Message from the maintainers:

Impacted by this bug? Give it a 👍. We prioritise the issues with the most 👍.

MISSEY avatar Jul 27 '22 08:07 MISSEY

@MISSEY looks like there are two pods for the task.A. Can you check the workflow pods on your namespace? Please provide the Ran workflow yaml kubectl get wf <workflowname> and workflow Pod YAMLs.

Can you attach the workflow controller logs?

sarabala1979 avatar Jul 27 '22 15:07 sarabala1979

@sarabala1979

I am sorry for the late response; I was not well in the past week.

I am having now very different problems related to the same issue.
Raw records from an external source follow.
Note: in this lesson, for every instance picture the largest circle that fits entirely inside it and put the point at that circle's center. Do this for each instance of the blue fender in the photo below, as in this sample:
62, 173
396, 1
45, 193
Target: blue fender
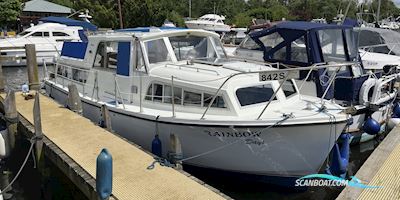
104, 174
340, 157
371, 126
156, 146
396, 111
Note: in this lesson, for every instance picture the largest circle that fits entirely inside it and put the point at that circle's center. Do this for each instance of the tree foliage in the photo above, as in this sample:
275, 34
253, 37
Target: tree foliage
237, 12
9, 11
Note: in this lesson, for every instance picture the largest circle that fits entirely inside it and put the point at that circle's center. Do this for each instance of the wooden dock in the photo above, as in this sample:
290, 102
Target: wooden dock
75, 142
381, 169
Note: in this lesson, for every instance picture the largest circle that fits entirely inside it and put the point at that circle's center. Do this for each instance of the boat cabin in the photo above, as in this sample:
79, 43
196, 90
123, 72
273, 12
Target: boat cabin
154, 69
301, 44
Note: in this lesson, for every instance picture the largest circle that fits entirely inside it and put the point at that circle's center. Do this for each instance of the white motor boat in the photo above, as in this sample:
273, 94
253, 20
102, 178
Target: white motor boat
226, 113
378, 47
301, 44
210, 22
48, 39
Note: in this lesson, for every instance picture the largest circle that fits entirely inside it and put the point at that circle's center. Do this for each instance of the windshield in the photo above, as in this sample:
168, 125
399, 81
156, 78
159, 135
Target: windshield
196, 47
331, 41
380, 41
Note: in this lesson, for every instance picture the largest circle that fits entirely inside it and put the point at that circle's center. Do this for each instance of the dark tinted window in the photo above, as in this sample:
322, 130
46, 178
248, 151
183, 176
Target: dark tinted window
37, 34
288, 88
254, 94
59, 34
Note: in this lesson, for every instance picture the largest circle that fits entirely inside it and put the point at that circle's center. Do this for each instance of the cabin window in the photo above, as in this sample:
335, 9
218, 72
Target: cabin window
168, 95
351, 44
163, 93
139, 65
191, 47
250, 44
288, 88
59, 34
331, 41
218, 101
271, 41
106, 55
157, 92
24, 33
37, 34
298, 50
157, 51
191, 98
254, 94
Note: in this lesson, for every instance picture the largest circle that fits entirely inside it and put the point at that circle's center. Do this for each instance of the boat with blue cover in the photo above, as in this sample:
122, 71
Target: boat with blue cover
297, 44
180, 84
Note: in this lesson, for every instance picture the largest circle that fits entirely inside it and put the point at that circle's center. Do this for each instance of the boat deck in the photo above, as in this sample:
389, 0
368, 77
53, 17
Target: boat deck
82, 141
381, 169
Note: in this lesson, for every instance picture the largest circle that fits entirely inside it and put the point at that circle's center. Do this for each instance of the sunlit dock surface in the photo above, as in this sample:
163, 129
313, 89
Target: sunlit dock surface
382, 169
81, 140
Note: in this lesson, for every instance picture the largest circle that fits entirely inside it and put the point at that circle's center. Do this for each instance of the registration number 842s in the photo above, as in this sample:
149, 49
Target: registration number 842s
276, 76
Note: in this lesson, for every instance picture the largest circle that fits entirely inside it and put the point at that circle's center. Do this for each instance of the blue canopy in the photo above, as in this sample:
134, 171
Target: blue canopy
70, 22
290, 32
301, 44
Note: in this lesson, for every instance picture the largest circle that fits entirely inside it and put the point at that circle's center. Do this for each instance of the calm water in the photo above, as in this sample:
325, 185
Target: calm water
54, 185
32, 185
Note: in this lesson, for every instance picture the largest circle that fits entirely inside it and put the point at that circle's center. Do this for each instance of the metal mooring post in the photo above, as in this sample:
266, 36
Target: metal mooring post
11, 116
38, 126
74, 102
31, 64
2, 87
175, 151
105, 120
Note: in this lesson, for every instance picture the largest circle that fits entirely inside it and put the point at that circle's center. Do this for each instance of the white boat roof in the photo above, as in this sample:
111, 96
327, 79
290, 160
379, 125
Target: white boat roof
154, 35
213, 16
51, 26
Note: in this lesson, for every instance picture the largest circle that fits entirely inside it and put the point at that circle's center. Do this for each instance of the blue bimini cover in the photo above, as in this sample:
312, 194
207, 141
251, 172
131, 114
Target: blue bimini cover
302, 44
70, 22
74, 49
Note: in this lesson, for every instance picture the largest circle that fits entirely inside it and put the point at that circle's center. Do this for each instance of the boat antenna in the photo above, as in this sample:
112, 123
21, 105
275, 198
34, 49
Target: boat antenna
378, 13
190, 9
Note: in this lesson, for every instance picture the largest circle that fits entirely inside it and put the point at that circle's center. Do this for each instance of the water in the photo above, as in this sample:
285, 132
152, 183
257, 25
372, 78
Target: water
31, 185
240, 189
51, 183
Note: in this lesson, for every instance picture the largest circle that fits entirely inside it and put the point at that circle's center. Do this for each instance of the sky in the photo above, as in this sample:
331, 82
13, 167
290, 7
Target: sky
397, 2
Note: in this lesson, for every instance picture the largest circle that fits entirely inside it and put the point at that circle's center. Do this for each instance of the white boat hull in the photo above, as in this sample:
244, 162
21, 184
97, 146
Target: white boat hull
280, 151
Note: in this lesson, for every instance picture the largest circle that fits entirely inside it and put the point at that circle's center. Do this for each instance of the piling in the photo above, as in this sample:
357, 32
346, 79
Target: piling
37, 120
74, 101
106, 120
72, 142
175, 152
31, 64
2, 88
11, 116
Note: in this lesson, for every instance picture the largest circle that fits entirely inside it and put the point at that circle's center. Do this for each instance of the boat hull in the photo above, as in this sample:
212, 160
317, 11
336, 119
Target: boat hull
292, 150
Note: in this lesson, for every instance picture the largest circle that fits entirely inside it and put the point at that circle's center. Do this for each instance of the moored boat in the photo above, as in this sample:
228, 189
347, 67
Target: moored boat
302, 44
227, 114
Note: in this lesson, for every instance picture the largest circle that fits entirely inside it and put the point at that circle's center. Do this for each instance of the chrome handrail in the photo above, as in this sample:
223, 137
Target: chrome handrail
312, 67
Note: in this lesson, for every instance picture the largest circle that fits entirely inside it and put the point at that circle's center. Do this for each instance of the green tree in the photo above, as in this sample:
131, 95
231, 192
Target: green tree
9, 12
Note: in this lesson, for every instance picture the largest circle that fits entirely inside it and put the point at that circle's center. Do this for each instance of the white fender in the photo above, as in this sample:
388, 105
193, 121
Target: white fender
365, 88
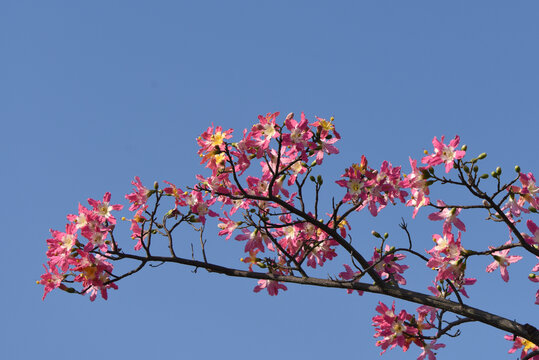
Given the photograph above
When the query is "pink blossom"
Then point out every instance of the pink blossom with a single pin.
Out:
(51, 280)
(388, 268)
(103, 209)
(444, 153)
(139, 196)
(271, 285)
(256, 240)
(227, 226)
(299, 136)
(393, 328)
(427, 350)
(502, 261)
(534, 229)
(530, 190)
(418, 186)
(526, 345)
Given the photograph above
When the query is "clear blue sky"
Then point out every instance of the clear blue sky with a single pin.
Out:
(94, 93)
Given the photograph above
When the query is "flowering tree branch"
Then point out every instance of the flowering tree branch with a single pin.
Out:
(289, 241)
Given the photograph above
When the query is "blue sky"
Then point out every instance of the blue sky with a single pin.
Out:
(95, 93)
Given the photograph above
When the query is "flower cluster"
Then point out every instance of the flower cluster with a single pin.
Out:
(372, 188)
(404, 329)
(385, 264)
(70, 256)
(281, 236)
(298, 141)
(527, 346)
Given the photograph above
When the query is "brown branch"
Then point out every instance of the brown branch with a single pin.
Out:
(525, 331)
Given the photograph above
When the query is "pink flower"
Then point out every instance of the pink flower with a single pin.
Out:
(256, 240)
(444, 153)
(418, 186)
(392, 328)
(534, 229)
(502, 261)
(299, 136)
(530, 190)
(138, 197)
(428, 352)
(51, 280)
(271, 285)
(227, 226)
(518, 343)
(388, 268)
(103, 209)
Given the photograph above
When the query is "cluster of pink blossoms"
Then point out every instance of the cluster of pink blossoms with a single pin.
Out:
(295, 240)
(371, 188)
(299, 141)
(70, 259)
(404, 329)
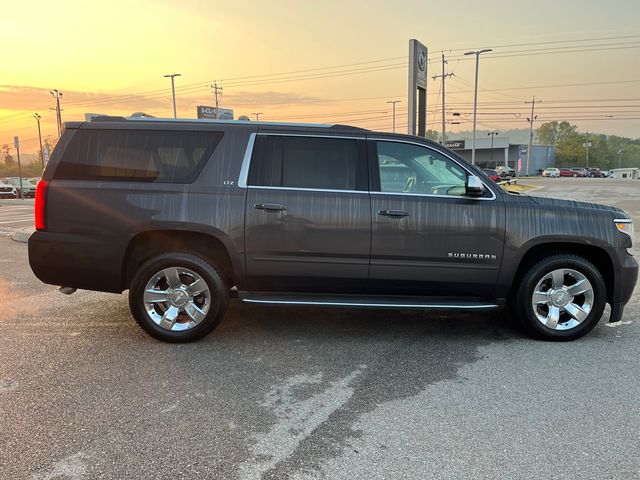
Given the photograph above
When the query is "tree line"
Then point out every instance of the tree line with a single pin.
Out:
(605, 151)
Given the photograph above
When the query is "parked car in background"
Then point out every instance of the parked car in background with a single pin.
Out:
(551, 172)
(28, 188)
(566, 172)
(492, 174)
(505, 171)
(7, 191)
(581, 171)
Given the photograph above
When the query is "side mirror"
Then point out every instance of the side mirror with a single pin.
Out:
(474, 187)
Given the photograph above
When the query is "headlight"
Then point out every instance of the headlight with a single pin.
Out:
(625, 225)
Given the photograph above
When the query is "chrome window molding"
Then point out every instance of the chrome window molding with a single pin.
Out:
(244, 169)
(493, 194)
(304, 189)
(431, 195)
(312, 135)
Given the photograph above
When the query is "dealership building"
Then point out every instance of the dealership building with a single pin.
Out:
(500, 151)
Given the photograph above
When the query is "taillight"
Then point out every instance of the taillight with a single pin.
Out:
(41, 193)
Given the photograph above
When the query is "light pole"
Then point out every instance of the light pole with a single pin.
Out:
(393, 103)
(173, 90)
(475, 101)
(57, 95)
(619, 158)
(38, 117)
(492, 134)
(587, 144)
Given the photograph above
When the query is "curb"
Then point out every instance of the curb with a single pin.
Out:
(22, 235)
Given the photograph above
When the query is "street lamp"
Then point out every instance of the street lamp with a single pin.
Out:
(619, 158)
(38, 117)
(475, 101)
(57, 95)
(393, 103)
(492, 134)
(173, 90)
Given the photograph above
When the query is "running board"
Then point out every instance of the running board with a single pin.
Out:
(375, 301)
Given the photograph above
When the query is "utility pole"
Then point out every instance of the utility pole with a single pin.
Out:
(217, 92)
(475, 101)
(393, 103)
(586, 145)
(173, 90)
(443, 76)
(492, 134)
(530, 120)
(37, 117)
(619, 158)
(16, 143)
(57, 95)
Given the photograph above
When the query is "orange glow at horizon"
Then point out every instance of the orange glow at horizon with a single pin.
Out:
(111, 58)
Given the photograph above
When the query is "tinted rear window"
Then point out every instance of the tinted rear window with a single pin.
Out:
(305, 162)
(136, 155)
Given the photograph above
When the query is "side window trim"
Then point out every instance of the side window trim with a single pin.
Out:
(361, 159)
(374, 173)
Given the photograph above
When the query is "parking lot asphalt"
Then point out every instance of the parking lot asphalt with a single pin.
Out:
(302, 393)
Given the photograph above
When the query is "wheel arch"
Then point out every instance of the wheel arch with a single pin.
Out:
(149, 243)
(597, 255)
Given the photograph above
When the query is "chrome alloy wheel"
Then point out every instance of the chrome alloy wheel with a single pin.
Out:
(562, 299)
(177, 298)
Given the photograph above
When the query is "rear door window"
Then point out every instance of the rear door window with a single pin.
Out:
(136, 155)
(316, 163)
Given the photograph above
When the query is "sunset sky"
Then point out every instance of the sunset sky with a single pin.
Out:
(329, 61)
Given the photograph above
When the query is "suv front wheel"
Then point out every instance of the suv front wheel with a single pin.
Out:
(562, 297)
(178, 297)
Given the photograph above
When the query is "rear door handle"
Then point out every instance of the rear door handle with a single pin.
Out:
(393, 213)
(269, 206)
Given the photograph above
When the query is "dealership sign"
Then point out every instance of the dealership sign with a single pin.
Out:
(454, 144)
(214, 113)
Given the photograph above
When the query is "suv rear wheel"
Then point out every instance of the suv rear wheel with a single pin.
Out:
(178, 297)
(562, 297)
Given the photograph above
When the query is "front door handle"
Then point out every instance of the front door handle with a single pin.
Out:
(394, 213)
(269, 206)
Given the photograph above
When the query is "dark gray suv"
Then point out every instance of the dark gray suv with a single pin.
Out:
(180, 212)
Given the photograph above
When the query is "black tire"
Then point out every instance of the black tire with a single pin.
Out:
(524, 296)
(217, 296)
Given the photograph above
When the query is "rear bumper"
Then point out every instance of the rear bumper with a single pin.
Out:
(78, 261)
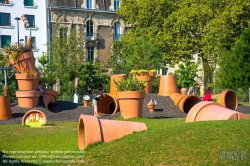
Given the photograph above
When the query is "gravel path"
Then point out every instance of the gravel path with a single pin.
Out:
(69, 111)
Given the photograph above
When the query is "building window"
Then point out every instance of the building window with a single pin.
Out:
(28, 3)
(33, 42)
(90, 53)
(5, 40)
(116, 4)
(4, 1)
(4, 19)
(31, 20)
(63, 33)
(89, 4)
(90, 30)
(117, 32)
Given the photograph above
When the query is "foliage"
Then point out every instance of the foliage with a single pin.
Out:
(12, 53)
(93, 77)
(234, 71)
(135, 52)
(186, 73)
(155, 85)
(130, 84)
(188, 27)
(225, 138)
(65, 56)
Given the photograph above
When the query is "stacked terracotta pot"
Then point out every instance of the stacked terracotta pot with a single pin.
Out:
(27, 79)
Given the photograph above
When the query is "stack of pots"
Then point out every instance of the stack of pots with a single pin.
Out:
(28, 81)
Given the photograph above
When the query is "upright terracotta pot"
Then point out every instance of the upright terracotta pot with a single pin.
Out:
(25, 62)
(207, 110)
(131, 103)
(115, 77)
(107, 105)
(227, 99)
(149, 79)
(49, 98)
(92, 130)
(5, 108)
(34, 118)
(28, 99)
(27, 82)
(167, 85)
(184, 102)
I prepared a workflow called ml-pipleine with DAGS, has two workflow-template, update-dataset and train-classifier.

I tried to explain problems in two experiments

1st experiment

pipeline.yaml

apiVersion: argoproj.io/v1alpha1
kind: Workflow
metadata:
  generateName: train-model
spec:
  entrypoint: ml-pipeline
  imagePullSecrets:
    - name: ml-infrastructure-git-registry # secret setup in kubernetes cluster
  volumes:
    - name: workdir # name of the volume to be mounted in Workflow template
      persistentVolumeClaim:
        claimName: pvc-ml-infrastructure-datasets
    - name: saurabh-ssh-key
      secret:
        secretName: saurabh-ssh-key
        defaultMode: 0400
  templates:
  - name: ml-pipeline
    dag:
      failFast: false
      tasks:
        - name: update-dataset
          templateRef:
            name: update-dataset
            template: update-dataset
          arguments:
            parameters:
              - name: message
                value: update-dataset

        - name: train-classifier
          depends: update-dataset
          templateRef:
            name: train-classifier
            template: train-classifier
          arguments:
            parameters:
              - name: message
                value: train-classifier

update-dataset.yaml

apiVersion: argoproj.io/v1alpha1
kind: WorkflowTemplate
metadata:
  name: update-dataset
spec:
  templates:
    - name: update-dataset
      container:
        image: git.ni.dfki.de:5050/ml_infrastructure/argo-workflow:ml_pipeline_0.0.3_classifier
        command: [ sh, -c ]
        args: [ "ls -la /mnt/datasets && env | grep AWS && python /code/update_dataset.py --gitrepo /mnt/datasets -b main -d hymenoptera_data"]
        env:
          - name: AWS_ACCESS_KEY_ID # for dvc
            value:    #  Minio credential for DVC ,
          - name: AWS_SECRET_ACCESS_KEY
            value: # service key for minio account
        volumeMounts:
          - name: workdir
            mountPath: /mnt/datasets
          - name: saurabh-ssh-key
            mountPath: "/root/.ssh"

train-classifier.yaml


apiVersion: argoproj.io/v1alpha1
kind: WorkflowTemplate
metadata:
  name: train-classifier
spec:
  templates:
    - name: train-classifier
      inputs:
        parameters:
          - name: message
      container:
        image: git.ni.dfki.de:5050/ml_infrastructure/argo-workflow:ml_pipeline_0.0.3_classifier
        command: [ sh, -c ]
        args: [ "echo {{inputs.parameters.message}} && python /code/cnn_classifier.py --datasetpath /mnt/datasets --model cnn_classifier --config cnn_classifier.yaml  --datasetname hymenoptera_data"]
        volumeMounts:
          - name: workdir
            mountPath: /mnt/datasets
          - name: saurabh-ssh-key
            mountPath: "/root/.ssh"

If I am running both the tasks is DAG, there is error on command line :

STEP                 TEMPLATE                       PODNAME                                                    DURATION  MESSAGE
 ⚠ train-modelwfjjp  ml-pipeline                                                                                                                                                                                   
 ├─⚠ update-dataset  update-dataset/update-dataset  train-modelwfjjp-update-dataset/update-dataset-1823868785  10s       task 'train-modelwfjjp.update-dataset' errored: expected < 2 pods, got 2 - this is a bug 

and on GUI

image image

Though there was no error in update-dataset task, on GUI it failed.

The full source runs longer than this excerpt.